Cell Ranger6.0, printed on 11/23/2024
This tutorial introduces the cellranger multi pipeline for analyzing 3' Cell Multiplexing data in Cell Ranger 6.0. (It is recommended to complete the other tutorials in this series first).
In this tutorial, you will learn how to:
The dataset in this tutorial consists of two cell lines, Jurkat and Raji, multiplexed at equal proportions with one CMO per cell line, resulting in a pooled sample labeled with two CMOs. Libraries were prepared following the Chromium Next GEM Single Cell 3ʹ Reagent Kits v3.1 (Dual Index) with Feature Barcode technology.

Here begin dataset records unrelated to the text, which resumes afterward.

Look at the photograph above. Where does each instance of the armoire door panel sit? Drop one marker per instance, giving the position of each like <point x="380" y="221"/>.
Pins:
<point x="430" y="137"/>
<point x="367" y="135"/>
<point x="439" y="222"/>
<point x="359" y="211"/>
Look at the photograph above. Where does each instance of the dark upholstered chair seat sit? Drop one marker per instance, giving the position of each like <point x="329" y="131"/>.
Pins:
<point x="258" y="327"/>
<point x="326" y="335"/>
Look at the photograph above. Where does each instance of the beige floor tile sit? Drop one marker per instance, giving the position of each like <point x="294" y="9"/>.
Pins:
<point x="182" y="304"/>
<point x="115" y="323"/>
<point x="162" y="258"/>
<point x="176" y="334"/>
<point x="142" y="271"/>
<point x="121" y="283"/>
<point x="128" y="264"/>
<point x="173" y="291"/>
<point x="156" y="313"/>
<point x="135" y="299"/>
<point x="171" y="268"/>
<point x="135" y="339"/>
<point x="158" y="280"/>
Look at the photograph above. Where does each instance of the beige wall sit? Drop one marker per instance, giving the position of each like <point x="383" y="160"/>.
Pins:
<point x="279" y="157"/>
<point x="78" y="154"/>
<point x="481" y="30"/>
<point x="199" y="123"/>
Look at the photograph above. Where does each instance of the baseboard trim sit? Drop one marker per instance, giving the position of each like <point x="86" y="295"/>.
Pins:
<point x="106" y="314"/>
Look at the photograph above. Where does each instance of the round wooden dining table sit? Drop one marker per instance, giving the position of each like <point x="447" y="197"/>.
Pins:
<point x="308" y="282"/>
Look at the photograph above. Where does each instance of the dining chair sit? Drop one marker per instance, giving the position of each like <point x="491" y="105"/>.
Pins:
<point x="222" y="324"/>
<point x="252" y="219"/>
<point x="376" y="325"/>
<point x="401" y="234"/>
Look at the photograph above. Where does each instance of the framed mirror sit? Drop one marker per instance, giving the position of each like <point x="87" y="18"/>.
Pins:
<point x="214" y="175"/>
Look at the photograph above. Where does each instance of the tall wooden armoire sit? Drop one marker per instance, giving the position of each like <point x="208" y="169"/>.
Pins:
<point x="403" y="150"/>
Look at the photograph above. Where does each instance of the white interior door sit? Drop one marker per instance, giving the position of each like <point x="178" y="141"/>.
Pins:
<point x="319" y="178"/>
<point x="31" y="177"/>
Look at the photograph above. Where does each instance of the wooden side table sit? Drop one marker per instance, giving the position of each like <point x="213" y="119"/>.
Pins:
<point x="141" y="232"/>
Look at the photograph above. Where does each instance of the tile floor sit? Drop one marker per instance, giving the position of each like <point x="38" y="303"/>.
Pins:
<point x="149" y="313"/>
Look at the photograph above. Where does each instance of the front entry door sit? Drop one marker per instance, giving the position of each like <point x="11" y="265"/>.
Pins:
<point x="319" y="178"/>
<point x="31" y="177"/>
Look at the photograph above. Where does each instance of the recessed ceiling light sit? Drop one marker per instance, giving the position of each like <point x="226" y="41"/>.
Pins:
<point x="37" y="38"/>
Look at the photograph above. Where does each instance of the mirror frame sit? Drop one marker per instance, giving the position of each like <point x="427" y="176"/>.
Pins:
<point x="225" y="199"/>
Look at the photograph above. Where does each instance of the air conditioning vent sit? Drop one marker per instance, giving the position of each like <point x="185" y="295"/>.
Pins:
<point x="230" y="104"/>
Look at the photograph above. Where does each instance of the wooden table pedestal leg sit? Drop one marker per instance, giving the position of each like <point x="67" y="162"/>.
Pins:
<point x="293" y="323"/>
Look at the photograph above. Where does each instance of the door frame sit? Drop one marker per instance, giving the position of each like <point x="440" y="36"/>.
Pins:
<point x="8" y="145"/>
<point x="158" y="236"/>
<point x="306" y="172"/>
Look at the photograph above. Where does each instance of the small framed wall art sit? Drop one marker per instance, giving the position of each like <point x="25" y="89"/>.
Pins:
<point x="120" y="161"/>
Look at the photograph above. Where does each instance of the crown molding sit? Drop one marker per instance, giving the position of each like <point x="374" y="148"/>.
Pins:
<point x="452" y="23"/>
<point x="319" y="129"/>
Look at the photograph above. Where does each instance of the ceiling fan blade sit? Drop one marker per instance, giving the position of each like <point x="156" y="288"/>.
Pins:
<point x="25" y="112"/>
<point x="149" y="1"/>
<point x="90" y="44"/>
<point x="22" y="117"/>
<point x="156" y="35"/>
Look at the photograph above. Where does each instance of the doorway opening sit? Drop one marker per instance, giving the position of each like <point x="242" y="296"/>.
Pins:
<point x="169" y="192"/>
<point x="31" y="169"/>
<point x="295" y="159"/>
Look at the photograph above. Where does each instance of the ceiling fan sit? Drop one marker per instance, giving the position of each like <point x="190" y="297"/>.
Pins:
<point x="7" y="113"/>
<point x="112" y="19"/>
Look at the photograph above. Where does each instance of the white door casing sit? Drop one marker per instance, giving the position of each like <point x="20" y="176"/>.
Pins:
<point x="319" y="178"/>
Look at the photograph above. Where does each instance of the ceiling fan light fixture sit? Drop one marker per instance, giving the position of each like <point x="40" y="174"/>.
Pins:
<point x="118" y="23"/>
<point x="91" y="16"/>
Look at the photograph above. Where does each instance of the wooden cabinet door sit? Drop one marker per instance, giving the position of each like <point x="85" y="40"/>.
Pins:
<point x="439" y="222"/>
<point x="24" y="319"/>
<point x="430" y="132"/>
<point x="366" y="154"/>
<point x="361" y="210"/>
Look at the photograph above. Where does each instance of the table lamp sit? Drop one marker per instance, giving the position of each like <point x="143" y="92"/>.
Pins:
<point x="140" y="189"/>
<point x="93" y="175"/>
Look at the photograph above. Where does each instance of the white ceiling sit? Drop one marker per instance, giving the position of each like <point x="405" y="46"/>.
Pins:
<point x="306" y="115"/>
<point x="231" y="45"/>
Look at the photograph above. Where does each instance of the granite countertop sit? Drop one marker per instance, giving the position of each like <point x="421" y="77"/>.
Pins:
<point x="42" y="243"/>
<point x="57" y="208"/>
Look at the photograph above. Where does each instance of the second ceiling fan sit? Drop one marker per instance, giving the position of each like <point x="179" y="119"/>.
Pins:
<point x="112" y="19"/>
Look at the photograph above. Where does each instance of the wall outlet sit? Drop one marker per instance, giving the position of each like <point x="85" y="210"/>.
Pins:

Use wget to download the FASTQ data (about 44 GB):
wget https://cg.10xgenomics.com/samples/cell-exp/6.0.0/SC3_v3_NextGem_DI_CellPlex_Jurkat_Raji_10K_Multiplex/SC3_v3_NextGem_DI_CellPlex_Jurkat_Raji_10K_Multiplex_fastqs.tar
Download and untar the 2020 reference, if you have not already done so in the count tutorial:
wget https://cf.10xgenomics.com/supp/cell-exp/refdata-gex-GRCh38-2020-A.tar.gz tar -xf refdata-gex-GRCh38-2020-A.tar.gz
Untar the FASTQ files:
tar -xf fastqfiles.tgz
Navigate to the FASTQ files and observe their filenames. Note there is one directory that contains the FASTQ files for the GEX library and two that contain FASTQ files for the CMO libraries.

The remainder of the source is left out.